Sussex, England. A middle-aged man returns to his childhood home to attend a funeral. Although the house he lived in is long gone, he is drawn to the farm at the end of the road, where, when he was seven, he encountered a most remarkable girl, Lettie Hempstock, and her mother and grandmother. He hasn't thought of Lettie in decades, and yet as he sits by the pond (a pond that she'd claimed was an ocean) behind the ramshackle old farmhouse, the unremembered past comes flooding back. And it is a past too strange, too frightening, too dangerous to have happened to anyone, let alone a small boy.

Forty years earlier, a man committed suicide in a stolen car at this farm at the end of the road. Like a fuse on a firework, his death lit a touchpaper and resonated in unimaginable ways. The darkness was unleashed, something scary and thoroughly incomprehensible to a little boy. And Lettie—magical, comforting, wise beyond her years—promised to protect him, no matter what.



Critique:

I finished reading this book a few days ago and I needed some time for it to digest in my brain!
Neil Gaiman has such a mystical way of writing that it just sucks you in and holds on to you even when the book has ended.
Once the book had ended I felt sad almost as if my childhood had ended. that the magic somehow had ended.
one line that really sticks with me was when the man asked Lettie's grandmother: 

"And did I pass?"
The face of the old woman on my right was unreadable in the gathering dusk.
On my left the younger woman said,
"You don't pass or fail at being a person, dear."


This is a book that shows us that we should never stop dreaming, that we should never stop seeing oceans in ponds and that we should never, ever, stop seeing better worlds in the things we read. No matter how old we are never forget the magic that our child's eyes can see.
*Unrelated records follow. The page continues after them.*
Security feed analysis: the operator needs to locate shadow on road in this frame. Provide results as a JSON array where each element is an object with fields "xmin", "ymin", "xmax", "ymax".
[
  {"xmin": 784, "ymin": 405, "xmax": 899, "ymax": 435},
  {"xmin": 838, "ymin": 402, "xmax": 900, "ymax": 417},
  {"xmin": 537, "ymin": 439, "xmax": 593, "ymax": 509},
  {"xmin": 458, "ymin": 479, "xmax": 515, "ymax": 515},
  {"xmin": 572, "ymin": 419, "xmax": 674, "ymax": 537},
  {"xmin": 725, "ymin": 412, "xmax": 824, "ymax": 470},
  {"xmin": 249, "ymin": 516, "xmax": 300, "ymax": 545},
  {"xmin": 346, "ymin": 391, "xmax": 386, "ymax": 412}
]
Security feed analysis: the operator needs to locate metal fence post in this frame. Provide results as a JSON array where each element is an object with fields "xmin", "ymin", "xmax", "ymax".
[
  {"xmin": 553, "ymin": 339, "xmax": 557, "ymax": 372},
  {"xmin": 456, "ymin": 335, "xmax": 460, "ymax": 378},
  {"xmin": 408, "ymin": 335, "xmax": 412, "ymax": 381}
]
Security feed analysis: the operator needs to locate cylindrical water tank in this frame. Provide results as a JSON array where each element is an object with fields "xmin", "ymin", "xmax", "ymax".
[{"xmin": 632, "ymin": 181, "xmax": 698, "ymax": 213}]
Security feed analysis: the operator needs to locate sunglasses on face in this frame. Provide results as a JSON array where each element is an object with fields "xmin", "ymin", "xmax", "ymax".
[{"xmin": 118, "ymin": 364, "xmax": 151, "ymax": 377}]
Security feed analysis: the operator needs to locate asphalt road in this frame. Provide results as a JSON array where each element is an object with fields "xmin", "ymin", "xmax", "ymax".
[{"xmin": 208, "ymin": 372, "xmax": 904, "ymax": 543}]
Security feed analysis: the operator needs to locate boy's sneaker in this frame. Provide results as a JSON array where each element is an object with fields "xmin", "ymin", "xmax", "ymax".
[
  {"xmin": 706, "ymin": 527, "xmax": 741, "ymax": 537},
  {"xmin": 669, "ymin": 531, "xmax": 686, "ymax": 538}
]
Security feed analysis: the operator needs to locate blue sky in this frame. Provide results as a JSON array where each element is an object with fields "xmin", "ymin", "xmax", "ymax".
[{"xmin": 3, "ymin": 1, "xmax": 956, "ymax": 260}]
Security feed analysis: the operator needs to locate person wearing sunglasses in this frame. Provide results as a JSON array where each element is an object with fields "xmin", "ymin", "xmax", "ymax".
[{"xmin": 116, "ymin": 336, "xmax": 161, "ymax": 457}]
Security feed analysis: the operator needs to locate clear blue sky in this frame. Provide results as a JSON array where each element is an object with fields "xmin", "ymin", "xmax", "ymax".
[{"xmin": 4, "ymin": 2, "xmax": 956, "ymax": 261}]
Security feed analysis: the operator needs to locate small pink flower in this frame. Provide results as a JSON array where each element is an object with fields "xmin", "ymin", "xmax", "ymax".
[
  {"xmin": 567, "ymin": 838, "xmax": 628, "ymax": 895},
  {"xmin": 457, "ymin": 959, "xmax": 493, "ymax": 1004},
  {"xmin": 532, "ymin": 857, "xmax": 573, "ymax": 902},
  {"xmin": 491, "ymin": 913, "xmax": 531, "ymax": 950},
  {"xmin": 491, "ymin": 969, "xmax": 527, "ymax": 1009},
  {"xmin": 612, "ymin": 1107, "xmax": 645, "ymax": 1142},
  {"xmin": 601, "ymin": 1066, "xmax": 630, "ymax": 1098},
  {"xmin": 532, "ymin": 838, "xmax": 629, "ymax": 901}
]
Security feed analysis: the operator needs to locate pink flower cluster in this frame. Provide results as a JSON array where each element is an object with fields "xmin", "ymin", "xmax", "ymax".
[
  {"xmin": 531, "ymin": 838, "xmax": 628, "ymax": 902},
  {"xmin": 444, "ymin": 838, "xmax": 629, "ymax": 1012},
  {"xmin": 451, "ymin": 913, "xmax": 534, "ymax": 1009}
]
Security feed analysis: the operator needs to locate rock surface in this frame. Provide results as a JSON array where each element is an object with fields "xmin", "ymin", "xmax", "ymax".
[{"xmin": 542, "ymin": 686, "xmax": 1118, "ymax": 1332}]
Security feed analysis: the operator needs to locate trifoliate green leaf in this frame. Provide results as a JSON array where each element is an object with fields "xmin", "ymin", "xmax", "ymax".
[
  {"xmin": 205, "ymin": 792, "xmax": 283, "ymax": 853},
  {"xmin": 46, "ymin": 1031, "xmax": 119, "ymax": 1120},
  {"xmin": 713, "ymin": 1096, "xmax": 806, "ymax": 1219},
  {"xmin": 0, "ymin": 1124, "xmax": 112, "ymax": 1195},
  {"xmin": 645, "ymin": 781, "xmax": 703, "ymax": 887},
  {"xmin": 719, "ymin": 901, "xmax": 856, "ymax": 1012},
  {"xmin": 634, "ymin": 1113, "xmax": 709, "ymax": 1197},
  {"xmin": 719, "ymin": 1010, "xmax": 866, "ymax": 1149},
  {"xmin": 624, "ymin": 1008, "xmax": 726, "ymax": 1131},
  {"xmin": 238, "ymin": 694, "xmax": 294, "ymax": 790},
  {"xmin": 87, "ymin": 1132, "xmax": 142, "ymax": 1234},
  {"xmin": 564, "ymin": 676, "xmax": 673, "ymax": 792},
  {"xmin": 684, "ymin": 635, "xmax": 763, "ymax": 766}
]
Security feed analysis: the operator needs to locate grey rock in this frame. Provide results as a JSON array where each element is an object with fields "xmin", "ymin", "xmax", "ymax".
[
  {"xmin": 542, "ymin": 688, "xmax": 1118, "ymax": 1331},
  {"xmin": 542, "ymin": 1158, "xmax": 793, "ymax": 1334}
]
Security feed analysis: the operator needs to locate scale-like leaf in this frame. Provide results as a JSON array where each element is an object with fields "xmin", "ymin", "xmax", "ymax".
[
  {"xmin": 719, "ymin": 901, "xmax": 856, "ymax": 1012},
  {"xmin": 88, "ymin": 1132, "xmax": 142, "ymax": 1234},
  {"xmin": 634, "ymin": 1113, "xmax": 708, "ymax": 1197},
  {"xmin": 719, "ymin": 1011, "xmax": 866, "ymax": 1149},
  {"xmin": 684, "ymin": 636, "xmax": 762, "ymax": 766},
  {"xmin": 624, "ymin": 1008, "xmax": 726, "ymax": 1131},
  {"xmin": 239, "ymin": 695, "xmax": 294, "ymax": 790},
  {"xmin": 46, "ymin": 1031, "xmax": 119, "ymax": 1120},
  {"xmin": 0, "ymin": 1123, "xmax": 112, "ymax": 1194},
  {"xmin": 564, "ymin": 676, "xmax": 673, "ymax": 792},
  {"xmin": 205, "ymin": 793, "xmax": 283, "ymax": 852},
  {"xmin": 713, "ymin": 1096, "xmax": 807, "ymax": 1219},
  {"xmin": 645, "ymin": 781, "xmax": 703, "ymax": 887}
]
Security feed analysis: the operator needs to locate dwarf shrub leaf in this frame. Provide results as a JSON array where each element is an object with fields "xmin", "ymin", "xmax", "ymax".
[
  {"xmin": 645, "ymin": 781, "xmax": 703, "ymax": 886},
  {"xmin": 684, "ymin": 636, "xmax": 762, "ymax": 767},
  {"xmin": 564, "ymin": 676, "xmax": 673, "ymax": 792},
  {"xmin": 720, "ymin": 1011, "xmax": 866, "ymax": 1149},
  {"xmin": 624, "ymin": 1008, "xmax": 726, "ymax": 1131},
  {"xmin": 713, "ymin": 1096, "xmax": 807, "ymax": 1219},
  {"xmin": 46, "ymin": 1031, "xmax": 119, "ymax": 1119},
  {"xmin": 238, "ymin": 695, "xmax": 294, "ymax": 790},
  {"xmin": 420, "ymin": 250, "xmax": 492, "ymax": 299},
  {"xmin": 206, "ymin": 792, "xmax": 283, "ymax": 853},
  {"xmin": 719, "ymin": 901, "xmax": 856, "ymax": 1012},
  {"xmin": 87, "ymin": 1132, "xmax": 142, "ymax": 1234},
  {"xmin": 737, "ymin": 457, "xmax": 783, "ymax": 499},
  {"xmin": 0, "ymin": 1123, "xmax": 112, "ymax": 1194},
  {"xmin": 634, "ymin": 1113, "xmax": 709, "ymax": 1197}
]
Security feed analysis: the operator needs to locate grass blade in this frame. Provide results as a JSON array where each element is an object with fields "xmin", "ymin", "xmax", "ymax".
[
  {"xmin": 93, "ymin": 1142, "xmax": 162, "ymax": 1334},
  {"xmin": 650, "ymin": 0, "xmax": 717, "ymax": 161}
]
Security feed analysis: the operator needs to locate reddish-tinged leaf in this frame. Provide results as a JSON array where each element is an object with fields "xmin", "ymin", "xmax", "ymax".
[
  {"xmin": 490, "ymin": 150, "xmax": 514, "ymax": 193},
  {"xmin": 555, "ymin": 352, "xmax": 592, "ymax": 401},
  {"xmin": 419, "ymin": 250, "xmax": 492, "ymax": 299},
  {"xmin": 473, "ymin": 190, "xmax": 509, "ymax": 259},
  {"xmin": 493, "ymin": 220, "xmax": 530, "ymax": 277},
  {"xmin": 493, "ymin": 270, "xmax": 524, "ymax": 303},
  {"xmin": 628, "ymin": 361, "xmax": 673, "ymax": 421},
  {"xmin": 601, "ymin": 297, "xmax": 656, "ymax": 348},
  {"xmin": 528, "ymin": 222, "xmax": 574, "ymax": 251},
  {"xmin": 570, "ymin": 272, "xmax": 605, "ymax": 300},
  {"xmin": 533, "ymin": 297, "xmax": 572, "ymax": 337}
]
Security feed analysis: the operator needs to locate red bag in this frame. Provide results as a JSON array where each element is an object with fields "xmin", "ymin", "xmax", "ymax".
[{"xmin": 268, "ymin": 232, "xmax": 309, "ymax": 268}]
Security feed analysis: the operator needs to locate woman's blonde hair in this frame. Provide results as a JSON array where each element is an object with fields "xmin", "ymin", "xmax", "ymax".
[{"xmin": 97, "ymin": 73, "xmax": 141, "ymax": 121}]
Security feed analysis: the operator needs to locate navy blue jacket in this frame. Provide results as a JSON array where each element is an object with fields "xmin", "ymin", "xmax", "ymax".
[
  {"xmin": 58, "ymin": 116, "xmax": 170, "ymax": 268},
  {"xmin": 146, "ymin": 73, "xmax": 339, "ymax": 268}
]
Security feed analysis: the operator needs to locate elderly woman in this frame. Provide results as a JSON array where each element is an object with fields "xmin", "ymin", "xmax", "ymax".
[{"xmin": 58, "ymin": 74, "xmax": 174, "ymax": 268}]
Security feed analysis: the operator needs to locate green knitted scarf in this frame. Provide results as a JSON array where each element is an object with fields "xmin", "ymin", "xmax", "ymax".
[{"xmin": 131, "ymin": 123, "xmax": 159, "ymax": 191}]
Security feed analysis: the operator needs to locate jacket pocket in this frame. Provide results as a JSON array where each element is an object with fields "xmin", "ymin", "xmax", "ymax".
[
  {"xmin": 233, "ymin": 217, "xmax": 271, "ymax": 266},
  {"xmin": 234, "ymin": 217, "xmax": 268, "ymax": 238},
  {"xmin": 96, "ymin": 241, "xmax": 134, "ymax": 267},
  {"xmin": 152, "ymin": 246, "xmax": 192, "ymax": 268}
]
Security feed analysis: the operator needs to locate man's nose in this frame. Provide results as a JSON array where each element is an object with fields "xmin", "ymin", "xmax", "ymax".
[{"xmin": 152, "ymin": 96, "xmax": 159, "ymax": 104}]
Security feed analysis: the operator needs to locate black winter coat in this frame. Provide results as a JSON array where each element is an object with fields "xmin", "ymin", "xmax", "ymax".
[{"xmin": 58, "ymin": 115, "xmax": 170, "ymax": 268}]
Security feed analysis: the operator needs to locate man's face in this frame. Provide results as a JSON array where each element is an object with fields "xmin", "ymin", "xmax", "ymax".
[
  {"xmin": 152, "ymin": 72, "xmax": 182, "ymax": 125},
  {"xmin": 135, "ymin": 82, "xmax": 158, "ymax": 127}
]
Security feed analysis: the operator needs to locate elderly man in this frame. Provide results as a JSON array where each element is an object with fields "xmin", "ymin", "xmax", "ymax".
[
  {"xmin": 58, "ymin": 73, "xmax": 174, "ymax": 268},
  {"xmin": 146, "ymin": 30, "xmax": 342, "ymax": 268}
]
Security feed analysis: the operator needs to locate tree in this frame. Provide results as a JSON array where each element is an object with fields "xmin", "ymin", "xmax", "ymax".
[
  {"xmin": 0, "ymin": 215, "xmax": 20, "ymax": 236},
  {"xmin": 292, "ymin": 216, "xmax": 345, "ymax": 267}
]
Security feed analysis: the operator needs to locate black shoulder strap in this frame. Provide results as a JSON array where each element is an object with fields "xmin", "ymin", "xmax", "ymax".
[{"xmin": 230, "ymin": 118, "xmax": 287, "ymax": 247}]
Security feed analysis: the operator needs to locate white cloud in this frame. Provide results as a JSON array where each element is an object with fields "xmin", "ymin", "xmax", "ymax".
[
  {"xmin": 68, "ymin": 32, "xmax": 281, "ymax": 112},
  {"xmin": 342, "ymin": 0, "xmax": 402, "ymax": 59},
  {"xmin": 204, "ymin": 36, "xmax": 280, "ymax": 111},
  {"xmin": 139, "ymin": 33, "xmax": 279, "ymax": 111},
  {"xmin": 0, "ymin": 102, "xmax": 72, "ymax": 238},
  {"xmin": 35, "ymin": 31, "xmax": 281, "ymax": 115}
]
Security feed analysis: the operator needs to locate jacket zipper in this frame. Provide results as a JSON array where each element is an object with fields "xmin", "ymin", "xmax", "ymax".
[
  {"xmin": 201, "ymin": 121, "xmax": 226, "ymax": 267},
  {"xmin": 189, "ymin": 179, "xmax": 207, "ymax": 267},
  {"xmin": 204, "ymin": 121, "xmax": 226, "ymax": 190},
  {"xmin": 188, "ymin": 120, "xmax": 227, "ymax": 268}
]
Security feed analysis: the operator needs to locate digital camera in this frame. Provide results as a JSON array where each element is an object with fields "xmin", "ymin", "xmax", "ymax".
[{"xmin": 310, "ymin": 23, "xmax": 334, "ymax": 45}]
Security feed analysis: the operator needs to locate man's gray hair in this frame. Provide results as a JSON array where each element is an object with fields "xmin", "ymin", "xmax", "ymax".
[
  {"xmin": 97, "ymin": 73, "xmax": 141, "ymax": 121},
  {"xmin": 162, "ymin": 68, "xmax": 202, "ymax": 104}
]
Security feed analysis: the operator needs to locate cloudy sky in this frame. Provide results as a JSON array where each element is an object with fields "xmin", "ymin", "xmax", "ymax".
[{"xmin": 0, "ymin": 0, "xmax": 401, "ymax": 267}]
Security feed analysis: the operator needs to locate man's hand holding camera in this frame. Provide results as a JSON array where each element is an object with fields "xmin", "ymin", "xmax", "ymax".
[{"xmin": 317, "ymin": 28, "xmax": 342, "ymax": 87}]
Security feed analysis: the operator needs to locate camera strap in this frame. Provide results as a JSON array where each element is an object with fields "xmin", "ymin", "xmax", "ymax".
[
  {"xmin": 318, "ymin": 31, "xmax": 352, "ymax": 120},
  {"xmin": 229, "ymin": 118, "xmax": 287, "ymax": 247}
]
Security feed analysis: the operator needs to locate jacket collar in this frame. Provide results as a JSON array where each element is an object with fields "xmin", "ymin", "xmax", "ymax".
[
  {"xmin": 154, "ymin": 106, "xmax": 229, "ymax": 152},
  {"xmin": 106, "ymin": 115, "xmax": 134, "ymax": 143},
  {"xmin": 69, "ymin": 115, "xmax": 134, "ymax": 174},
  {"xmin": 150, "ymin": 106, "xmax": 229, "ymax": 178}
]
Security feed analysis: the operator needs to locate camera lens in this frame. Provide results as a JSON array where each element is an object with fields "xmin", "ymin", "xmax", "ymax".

The pond that was an ocean speaks of the level of optimism that is inherent in childhood dreams. Everything seems better. Everything seems bigger and grander. Imagination makes the ordinary seem extraordinary and fantastic. 

It’s a book for the lost, for those who do not fit in with normal society. It is a book for those who would rather spend their days rather than interacting with other people. Humans are always disappointing and always hurt sometimes on purpose sometimes unthinkingly, books, however, do not. And our young hero is aware of this so he dreams up his own friends and draws upon the lessons he learnt through reading.

The friend he meets becomes his guardian against the forces that would destroy him and his family. 
She becomes a doorway into understanding an entirely new world.

The Ocean at the End of the Lane is a truly fantastic book in every way possible and I recommend it 100% for others to read!